We then meet a crew being led by a scientist who studies alien life—I mean—wait—an archaeologist named Frank Norris. Norris, joined by the babin’ journalist, Laurie, and a few others are looking for Tom Hanning, a “two-fisted gator wrestler.” He’s dead. But, his son, also named Tom Hanning, has his gator wrestling certificate . . . and a fondness for denim shirts. Guess what. They hire him. He takes them around the swamp. Tom finds out that Norris is really an “exobiologist,” studying alien life, and not an archaeologist. His cover is blown. Oh well. They eventually run into the rampaging Steve and fight for their survival.
There’s a lot of low-brow fun to appreciate here. DARK UNIVERSE is really bad, but not so bad that it causes pain. The Steve monster is such a blatant rip-off of H.R. Giger’s design that it is comical. You have to wonder, too, where they got that warped-looking, monster-creeping through-the- trees perspective. Could it be . . . PREDATOR?
Yep. It’s a miseralby cheap imitation—and a hilarious one. And whatever you do, don’t stop to fornicate in the middle of the woods: a slimy armadillo that bleeds orange paint might attack you. Yeah. That armadillo, its brain was invaded by the spores from outer space. “THESE SPORES HAVE TAKEN OVER THE CREATURE’S MIND!” That’s right, “not an invasion of little green men, but little orange spores.”
DARK UNIVERSE has plenty of good colorful ooze, decent body horror,
and a few great scenes of the monster turning people to charred-up skeletons. But, hey! Using chocolate syrup for blood worked for Alfred Hitchcock only because he was filming in black and white.
DARK UNIVERSE also has every sci-fi movie character archetype you need, each one acted more incompetently than the last. It’s not the worst acting, though; it’s corny enough to be amusing, I suppose.
If the acting is somewhat tolerable, the soundtrack, most certainly, is not.

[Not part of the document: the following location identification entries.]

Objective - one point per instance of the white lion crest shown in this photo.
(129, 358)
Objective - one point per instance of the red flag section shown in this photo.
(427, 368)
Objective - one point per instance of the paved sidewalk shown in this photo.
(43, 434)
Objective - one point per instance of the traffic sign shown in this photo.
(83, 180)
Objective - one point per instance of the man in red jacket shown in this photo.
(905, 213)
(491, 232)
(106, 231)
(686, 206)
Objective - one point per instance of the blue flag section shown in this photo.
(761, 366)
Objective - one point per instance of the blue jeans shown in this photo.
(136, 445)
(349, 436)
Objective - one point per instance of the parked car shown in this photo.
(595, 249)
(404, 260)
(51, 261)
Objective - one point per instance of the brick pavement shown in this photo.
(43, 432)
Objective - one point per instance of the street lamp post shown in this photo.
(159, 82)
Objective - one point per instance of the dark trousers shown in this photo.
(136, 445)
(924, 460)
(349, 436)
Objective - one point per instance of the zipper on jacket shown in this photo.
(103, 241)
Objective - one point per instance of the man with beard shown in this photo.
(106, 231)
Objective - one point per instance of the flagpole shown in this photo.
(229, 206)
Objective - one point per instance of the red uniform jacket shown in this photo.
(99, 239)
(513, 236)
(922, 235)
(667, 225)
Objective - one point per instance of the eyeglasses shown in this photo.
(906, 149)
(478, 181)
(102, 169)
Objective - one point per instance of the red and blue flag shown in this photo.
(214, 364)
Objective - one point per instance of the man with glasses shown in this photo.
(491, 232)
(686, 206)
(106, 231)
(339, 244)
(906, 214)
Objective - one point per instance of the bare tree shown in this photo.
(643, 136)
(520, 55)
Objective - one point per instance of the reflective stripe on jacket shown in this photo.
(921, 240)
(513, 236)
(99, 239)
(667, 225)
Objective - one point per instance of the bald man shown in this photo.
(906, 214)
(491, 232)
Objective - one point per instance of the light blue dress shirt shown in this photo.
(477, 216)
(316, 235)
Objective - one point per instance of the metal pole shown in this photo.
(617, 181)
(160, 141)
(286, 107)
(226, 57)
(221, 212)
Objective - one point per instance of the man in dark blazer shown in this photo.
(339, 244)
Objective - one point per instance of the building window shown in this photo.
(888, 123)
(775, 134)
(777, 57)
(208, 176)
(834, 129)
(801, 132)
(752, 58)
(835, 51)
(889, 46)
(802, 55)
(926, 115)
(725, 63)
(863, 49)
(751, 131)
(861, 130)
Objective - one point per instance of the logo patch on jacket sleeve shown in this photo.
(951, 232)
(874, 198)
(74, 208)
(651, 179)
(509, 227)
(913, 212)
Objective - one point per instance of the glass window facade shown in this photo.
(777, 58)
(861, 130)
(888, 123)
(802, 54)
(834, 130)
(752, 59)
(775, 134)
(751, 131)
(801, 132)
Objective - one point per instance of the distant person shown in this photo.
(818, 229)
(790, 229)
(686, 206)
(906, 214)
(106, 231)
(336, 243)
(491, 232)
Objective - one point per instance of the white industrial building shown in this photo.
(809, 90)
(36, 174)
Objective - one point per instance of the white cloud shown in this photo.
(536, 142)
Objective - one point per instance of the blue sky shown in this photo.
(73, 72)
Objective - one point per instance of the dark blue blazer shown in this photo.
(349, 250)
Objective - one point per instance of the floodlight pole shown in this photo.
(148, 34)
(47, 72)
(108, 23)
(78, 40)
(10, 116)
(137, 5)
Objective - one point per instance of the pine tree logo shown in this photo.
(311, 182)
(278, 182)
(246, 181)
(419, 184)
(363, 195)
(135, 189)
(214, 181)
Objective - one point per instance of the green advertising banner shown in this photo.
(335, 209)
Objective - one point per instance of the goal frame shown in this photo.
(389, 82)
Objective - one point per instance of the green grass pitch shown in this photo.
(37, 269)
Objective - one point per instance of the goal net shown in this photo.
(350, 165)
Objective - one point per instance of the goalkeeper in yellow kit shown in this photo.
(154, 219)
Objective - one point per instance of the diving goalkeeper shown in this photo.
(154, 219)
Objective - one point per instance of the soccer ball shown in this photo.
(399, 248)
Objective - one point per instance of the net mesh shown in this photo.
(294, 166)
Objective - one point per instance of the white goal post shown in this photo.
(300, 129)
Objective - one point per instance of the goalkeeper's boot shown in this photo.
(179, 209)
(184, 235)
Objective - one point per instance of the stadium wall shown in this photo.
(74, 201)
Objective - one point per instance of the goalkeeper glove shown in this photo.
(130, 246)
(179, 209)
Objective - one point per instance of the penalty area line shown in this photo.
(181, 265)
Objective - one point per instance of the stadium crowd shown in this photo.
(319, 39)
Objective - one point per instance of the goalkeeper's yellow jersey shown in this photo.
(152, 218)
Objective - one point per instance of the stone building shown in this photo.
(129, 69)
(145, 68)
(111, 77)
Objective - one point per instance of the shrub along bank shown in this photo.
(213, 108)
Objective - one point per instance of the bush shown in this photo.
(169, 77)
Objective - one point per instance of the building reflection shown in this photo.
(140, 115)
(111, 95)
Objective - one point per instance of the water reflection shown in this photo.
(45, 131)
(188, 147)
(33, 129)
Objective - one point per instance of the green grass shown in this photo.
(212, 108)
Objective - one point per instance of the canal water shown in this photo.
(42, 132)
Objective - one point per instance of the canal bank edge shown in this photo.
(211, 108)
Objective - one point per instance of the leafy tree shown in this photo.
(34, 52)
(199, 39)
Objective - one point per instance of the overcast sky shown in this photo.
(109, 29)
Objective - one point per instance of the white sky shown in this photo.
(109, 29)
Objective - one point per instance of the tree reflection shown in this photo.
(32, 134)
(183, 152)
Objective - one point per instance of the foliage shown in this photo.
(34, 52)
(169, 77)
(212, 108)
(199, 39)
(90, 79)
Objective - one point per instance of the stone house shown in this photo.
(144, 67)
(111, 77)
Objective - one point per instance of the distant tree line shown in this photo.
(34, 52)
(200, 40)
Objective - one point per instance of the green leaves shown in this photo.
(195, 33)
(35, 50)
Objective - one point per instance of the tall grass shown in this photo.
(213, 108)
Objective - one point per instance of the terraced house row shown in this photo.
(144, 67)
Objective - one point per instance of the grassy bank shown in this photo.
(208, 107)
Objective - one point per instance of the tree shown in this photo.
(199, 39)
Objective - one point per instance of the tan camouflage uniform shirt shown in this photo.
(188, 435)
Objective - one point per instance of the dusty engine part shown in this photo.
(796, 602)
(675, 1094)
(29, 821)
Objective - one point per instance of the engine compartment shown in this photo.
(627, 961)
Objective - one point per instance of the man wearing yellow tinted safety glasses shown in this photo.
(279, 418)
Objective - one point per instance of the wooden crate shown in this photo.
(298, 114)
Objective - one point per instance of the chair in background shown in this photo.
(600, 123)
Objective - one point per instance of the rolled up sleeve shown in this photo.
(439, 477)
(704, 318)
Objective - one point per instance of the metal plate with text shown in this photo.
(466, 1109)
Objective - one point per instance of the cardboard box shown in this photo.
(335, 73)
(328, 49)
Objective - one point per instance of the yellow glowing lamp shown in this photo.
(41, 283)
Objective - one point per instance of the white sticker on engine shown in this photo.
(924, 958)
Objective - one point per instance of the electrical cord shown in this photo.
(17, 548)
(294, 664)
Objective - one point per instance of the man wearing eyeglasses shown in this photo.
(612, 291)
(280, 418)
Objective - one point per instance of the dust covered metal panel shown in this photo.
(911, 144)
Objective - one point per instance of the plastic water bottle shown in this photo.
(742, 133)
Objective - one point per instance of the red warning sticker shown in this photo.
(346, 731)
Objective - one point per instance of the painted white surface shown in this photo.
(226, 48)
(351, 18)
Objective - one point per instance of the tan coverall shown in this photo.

Some synthesizer settings were a mistake, as DARK UNIVERSE will evince. It makes the score to PUPPET MASTER sound good—or any Charles Band movie’s for that matter. It’s just awful to listen to.
There are plenty of plot holes in this one, too. But you expect that, don’t you? So what: Steve the monster didn’t burn up hitting the Earth’s atmosphere
thousands of miles per minute, but a little gas and some flames can take him down. Why not? And all the business about trying to keep the alien investigation a secret—they have a mainstream news reporter in their crew who is making a story out of it. Jeez.
And so much time—so much time—is spent explaining, figuring out, the true nature of the spores. What are they? How do they behave? We must know. And this Steve guy? What’s his deal? Who cares? The spores possess living beings. Steve drains bodies of all flesh and blood instantaneously. We get it! No one cares how, or why. This is a Fred Olen Ray production.
Luckily, technology permits fast-forwarding. So long as you don’t get bogged down by all the weak, attempted sci-fi wonder masquerading as plot, DARK UNIVERSE is a reasonably enjoyable b-movie. It has unintentional laughs, cool—albeit highly unoriginal—special effects, and some hysterically unnecessary nudity. Check it out . . . if direct-to-video schlock is your bag. If not, uhhhh . . .
I’m happy some sites are still reviewing obscure Fred Olen Ray knockoffs of Alien. No real comment other than I’d like to see more 90s cheesy goodness horror movie reviews.